Posted at 10:38 PM, Feb 07, 2020
and last updated 2020-02-07 23:47:17-05

TULSA, Okla. — Oklahoma's cross country family is still feeling the pain.

The students from Moore High School are in the thoughts of runners in Tulsa. They are reminded of the dangers they face every day while doing what they love.

Sometimes, busy streets are where the student-athletes get their practice in. The risk is always in the back of their minds.

Ryan Smith, head coach of the boys’ cross country team at Bishop Kelly High School, says, "It's one of those things that's kind of a worst fear, as a coach when you're in charge of 40+ kids."

It gets real when someone is hit.

Joe Kelly, a senior and cross country team member at Cascia Hall Preparatory School, says, “I wouldn't expect something like that to happen. I don't think any runner does."

Monday afternoon, there was a hit-and-run crash near Moore High School, on the 300 block of North Eastern Avenue.

Adam Stoermer, head cross country coach of Cascia Hall Preparatory School, says, "Along that same stretch of road is where we have the kids warm-up when we have the state meet. It was a shock to hear that happened."

Smith says, "We knew some of those Moore runners. It was hard."

Sophie Pazzo, another cross country team member and senior at Cascia says, "You never really think that could happen to you and your teammates just on a recovery run. I think it shocked everyone on my team."

The incident is a sad and scary reminder for them to stay on their toes with every run.

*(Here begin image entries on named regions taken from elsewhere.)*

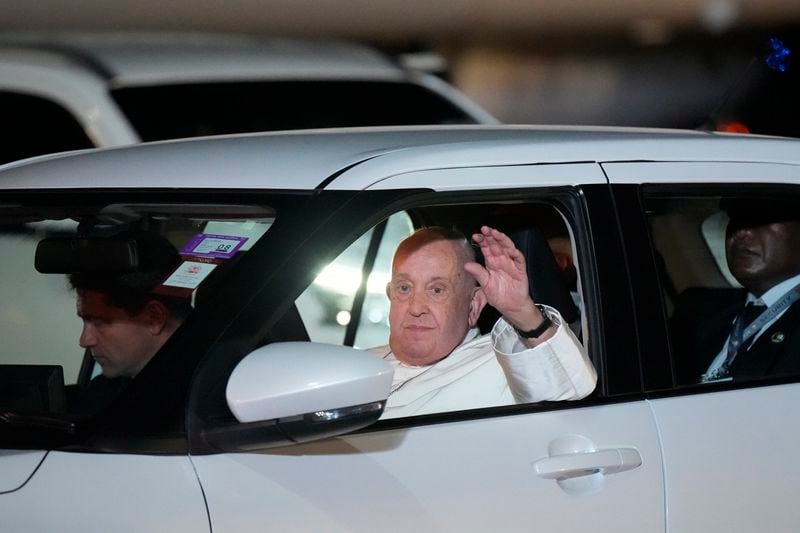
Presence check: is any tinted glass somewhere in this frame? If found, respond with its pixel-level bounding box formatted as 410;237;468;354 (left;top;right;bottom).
0;91;94;163
647;190;800;385
113;81;474;141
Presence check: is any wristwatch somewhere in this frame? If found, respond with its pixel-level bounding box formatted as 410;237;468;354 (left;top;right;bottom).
514;304;553;339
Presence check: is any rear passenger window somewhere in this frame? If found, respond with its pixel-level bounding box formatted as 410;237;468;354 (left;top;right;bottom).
645;187;800;385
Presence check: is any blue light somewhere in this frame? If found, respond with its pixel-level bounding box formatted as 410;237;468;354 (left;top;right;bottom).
764;37;792;72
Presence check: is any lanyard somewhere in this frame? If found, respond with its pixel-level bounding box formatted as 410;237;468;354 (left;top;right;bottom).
702;283;800;382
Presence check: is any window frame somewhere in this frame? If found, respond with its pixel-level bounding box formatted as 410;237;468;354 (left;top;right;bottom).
632;182;800;398
187;185;641;454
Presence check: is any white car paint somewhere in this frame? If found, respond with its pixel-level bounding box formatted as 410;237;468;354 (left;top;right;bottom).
0;128;800;533
0;452;210;533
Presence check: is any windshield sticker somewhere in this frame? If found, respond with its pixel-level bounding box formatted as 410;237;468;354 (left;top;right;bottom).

Pazzo says, "A lot of times, drivers aren't thinking how there could be kids on the streets."

Smith has the same experience. "We always cross at crosswalks. There are times where drivers aren't paying attention."

There are a few pieces of advice they run by: wear only one earbud, run in groups against traffic, and wear bright colors.

Coach Stoermer also asks his team not to run on sidewalks. Sometimes, there is no room to bail, should a car ever come at them.

Pazzo says, "It is a shocking experience and extremely sad, but I love running. I hope this makes runners more aware, to pay attention to their surroundings. I hope people continue to stay safe."